In 1969 St. Nicholas parish switched from the traditional Julian calendar to the Gregorian, which sparked an angry protest among traditionalists in the congregation. A dissenting group of parishioners broke away and started their own church-Sts. Volodymyr and Olha Parish. During the first five years of its existence the parish conducted its service in St. Volodymyr Ukrainian Orthodox Church. Their new church was dedicated by Patriarch Joseph Slipyi. The new parish can be credited with revitalizing Ukrainian Community life and stabilizing the Village at a time when many Ukrainians were moving to the suburbs. The area has since become gentrified.

Ukrainian pride is reflected in the many Ukrainian cultural institutions in the Village. The Ukrainian Institute of Modern Art celebrates the work of Ukraine’s contemporary artists worldwide. The Ukrainian National Museum has become an important repository of ethnic and folk memorabilia and also acts as an archive for the Ukrainian Community in Chicago. Sts. Volodymyr and Olha Parish constructed a Cultural Center, which is home to the Ukrainian Congress Committee of America, the publication of the Encyclopedia of the Ukrainian Diaspora, the Ukrainian Dance Group “Hromovytsia” and other groups. The two major Ukrainian youth groups also have their headquarters on Chicago Avenue in the Village.

The Selfreliance Cooperative Association was the former owner of the Co-op Food Store on Chicago Avenue, in the Village which is now the Ukrainian Village Grocery Store. The Association also owns a resort on Round Lake in northern Illinois, purchased in the 1950s with shares purchased by the immigrants so that they would have a place where their children could spend their summers away from the heat of the city.
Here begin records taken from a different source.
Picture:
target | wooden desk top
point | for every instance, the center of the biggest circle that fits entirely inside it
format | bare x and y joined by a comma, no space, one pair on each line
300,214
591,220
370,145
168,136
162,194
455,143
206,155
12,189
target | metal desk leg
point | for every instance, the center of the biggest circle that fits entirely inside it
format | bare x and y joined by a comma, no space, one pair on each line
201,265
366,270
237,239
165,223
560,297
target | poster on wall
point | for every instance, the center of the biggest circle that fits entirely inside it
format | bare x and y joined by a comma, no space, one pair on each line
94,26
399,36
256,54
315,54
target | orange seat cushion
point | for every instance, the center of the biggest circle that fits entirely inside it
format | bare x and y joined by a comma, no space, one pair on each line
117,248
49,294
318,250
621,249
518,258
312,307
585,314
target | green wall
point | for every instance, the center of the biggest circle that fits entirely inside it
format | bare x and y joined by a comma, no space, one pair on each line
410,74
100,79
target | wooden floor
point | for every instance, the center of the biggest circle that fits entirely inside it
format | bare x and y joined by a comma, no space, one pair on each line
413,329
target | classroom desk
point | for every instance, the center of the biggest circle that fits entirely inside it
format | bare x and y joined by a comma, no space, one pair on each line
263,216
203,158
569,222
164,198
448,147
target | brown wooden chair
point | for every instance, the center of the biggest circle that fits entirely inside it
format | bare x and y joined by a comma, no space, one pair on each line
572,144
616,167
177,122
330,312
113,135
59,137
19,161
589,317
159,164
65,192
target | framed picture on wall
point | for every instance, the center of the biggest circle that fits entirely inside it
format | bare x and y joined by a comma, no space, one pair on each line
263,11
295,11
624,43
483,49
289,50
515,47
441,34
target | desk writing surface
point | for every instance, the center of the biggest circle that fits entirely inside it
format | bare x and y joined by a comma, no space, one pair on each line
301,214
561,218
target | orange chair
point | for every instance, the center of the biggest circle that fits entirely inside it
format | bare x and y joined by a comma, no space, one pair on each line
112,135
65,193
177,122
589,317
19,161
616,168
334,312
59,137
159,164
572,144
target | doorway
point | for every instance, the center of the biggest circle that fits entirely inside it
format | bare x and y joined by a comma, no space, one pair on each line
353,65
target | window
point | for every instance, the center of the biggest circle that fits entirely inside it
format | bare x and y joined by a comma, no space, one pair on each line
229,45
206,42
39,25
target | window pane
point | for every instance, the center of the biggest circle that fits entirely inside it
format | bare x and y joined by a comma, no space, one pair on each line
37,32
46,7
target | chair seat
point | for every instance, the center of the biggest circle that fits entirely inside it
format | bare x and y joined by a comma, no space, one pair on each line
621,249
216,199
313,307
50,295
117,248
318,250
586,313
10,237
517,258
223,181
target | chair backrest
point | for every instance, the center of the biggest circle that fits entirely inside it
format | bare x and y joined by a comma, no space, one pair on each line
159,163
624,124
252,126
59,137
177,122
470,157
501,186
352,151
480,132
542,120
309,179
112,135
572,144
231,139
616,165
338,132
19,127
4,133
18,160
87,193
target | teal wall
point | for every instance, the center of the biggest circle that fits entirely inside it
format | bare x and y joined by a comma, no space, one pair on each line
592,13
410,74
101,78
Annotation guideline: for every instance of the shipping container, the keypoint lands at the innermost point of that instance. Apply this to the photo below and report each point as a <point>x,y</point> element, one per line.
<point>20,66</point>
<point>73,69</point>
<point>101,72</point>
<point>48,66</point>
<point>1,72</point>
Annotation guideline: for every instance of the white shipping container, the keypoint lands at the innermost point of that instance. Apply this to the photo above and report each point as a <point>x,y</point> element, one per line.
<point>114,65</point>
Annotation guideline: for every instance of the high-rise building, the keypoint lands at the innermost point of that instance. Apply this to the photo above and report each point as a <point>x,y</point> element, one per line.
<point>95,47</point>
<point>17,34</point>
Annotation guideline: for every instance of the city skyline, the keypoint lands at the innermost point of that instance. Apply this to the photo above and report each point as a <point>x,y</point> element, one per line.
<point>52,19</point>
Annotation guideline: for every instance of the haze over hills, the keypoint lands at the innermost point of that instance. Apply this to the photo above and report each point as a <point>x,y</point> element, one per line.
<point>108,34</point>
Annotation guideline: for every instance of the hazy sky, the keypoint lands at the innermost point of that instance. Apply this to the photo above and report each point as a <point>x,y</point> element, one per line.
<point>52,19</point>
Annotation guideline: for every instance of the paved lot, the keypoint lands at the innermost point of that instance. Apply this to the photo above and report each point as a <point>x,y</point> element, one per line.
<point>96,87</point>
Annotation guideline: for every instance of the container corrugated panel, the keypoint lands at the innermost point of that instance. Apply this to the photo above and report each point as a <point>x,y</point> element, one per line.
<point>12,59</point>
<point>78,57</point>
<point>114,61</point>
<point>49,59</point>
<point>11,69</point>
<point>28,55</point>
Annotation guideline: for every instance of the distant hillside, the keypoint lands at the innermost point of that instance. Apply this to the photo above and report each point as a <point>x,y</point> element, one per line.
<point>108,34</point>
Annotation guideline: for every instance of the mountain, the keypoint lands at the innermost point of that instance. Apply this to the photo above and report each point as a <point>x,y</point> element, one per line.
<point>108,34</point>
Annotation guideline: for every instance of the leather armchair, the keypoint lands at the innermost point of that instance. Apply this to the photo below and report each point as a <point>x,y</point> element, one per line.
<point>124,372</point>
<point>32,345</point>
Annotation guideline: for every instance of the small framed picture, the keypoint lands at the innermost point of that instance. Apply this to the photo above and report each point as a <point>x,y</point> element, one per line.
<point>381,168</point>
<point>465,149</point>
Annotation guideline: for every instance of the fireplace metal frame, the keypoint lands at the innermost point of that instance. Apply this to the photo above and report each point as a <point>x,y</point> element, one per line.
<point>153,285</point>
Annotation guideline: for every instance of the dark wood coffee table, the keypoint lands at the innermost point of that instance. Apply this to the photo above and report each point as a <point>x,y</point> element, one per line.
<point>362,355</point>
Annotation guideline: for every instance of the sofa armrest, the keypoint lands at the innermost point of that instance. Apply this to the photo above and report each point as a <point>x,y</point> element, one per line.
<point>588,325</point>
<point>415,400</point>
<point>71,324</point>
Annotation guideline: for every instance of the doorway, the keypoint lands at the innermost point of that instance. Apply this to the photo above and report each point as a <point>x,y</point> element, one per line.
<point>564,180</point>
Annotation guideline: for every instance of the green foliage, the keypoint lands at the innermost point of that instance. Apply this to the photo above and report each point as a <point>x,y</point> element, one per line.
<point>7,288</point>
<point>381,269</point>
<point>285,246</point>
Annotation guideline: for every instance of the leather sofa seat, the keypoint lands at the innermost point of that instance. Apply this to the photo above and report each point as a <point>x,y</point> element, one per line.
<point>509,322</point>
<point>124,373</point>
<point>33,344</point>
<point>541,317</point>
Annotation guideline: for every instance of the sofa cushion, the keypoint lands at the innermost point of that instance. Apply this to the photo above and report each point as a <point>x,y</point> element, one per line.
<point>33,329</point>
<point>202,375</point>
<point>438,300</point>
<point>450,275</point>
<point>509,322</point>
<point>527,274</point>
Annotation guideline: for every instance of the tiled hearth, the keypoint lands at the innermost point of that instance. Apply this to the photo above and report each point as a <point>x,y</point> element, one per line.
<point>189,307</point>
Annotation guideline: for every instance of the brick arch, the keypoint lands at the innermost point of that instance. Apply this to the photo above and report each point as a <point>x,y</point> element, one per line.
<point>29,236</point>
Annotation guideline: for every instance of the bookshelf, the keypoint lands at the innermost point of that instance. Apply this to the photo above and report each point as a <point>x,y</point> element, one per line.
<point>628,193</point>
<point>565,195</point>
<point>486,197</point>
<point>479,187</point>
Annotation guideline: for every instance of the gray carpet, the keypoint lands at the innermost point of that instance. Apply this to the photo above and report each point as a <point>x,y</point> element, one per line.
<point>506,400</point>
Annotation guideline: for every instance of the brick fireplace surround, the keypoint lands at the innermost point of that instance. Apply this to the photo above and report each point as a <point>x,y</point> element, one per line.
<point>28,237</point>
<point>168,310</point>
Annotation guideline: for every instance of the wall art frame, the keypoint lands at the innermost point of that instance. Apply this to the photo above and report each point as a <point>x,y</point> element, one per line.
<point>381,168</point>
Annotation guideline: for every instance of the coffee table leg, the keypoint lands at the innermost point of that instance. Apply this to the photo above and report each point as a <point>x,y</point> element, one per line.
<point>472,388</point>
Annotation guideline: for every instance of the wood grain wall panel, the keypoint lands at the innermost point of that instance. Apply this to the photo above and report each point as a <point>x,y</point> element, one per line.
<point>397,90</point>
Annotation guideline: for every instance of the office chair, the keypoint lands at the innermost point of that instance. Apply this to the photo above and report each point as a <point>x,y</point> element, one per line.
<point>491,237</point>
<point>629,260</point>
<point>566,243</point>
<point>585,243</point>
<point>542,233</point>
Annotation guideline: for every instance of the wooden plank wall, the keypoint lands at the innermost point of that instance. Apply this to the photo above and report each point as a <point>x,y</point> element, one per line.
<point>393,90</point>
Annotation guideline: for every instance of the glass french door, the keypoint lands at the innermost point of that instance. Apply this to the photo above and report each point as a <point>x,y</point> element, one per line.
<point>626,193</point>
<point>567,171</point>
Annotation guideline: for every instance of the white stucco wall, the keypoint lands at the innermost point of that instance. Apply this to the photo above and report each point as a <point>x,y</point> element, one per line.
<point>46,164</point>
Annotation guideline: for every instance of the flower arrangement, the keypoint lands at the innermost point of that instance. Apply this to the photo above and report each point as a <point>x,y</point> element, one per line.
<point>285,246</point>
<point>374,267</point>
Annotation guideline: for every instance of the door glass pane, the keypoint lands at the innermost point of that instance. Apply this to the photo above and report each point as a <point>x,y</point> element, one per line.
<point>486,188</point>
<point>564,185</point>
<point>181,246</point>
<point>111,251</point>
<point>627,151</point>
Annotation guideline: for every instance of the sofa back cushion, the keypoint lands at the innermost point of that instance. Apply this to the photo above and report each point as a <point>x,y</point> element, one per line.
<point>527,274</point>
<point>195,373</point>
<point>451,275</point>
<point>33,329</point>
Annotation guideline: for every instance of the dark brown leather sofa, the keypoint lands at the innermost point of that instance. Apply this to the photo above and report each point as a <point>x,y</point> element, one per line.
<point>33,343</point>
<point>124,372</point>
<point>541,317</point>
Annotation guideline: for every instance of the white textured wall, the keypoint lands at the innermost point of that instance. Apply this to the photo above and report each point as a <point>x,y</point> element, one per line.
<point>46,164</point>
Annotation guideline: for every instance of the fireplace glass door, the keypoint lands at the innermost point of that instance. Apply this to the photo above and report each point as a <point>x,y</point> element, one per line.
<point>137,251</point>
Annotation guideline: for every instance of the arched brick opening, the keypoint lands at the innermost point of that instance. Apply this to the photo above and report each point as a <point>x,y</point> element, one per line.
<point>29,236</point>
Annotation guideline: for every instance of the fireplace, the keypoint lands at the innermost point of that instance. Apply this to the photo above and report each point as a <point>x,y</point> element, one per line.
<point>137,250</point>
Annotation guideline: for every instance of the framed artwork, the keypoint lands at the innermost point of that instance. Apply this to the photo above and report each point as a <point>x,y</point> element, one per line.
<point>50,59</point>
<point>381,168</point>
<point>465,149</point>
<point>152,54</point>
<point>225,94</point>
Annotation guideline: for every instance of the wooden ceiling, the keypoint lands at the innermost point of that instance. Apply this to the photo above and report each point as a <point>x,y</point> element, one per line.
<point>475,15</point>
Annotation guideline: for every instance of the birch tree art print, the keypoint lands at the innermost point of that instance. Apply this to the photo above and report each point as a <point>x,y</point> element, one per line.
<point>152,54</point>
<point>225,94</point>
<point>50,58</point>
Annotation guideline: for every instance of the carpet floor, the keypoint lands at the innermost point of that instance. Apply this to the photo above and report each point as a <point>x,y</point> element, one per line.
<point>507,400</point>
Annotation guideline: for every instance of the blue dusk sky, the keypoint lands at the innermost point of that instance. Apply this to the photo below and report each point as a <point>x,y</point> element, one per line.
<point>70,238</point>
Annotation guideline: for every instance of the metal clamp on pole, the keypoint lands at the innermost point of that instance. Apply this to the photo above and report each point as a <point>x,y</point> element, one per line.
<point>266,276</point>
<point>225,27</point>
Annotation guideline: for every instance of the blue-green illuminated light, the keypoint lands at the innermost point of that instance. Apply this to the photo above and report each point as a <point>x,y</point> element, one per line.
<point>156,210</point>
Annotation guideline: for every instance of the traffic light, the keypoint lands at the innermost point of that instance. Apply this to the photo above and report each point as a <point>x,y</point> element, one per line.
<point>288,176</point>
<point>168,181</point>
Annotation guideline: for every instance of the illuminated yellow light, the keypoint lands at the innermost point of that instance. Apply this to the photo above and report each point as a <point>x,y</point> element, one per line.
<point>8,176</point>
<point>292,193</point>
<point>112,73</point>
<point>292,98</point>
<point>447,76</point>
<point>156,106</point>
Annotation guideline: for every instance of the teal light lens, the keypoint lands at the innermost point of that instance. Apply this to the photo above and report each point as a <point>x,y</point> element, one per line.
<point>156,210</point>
The fourth, and most recent, wave of immigration from Ukraine to the United States occurred in the 1990s following the dissolution of the Soviet Union and subsequent opening of Ukraine’s borders to the west. While the largest influx of Ukrainians to Chicago occurred shortly after 1990, immigration to Chicago from Ukraine continues to the present time. As each subsequent wave before them, these new arrivals have made their mark on Chicago as well. Many Ukrainian shops were founded along Chicago and Western Avenue over the years. Over time, some have closed and others have taken their place. Most prominent today are those established by the “fourth wave” which has proven to be quite entrepreneurial. It is easy to spot the various Ukrainian-owned businesses; just look for the posters advertising various Ukrainian cultural events.

Ukrainian Chicago extends far beyond the Ukrainian Village. As Ukrainians became more well-to-do they moved out into the outlying neighborhoods and suburbs. Larger groups settled in various geographic areas, establishing churches and community centers. The largest of these are on the northwest side of Chicago in Palatine, Bloomingdale, Palos Heights, Berwyn and in northern Indiana.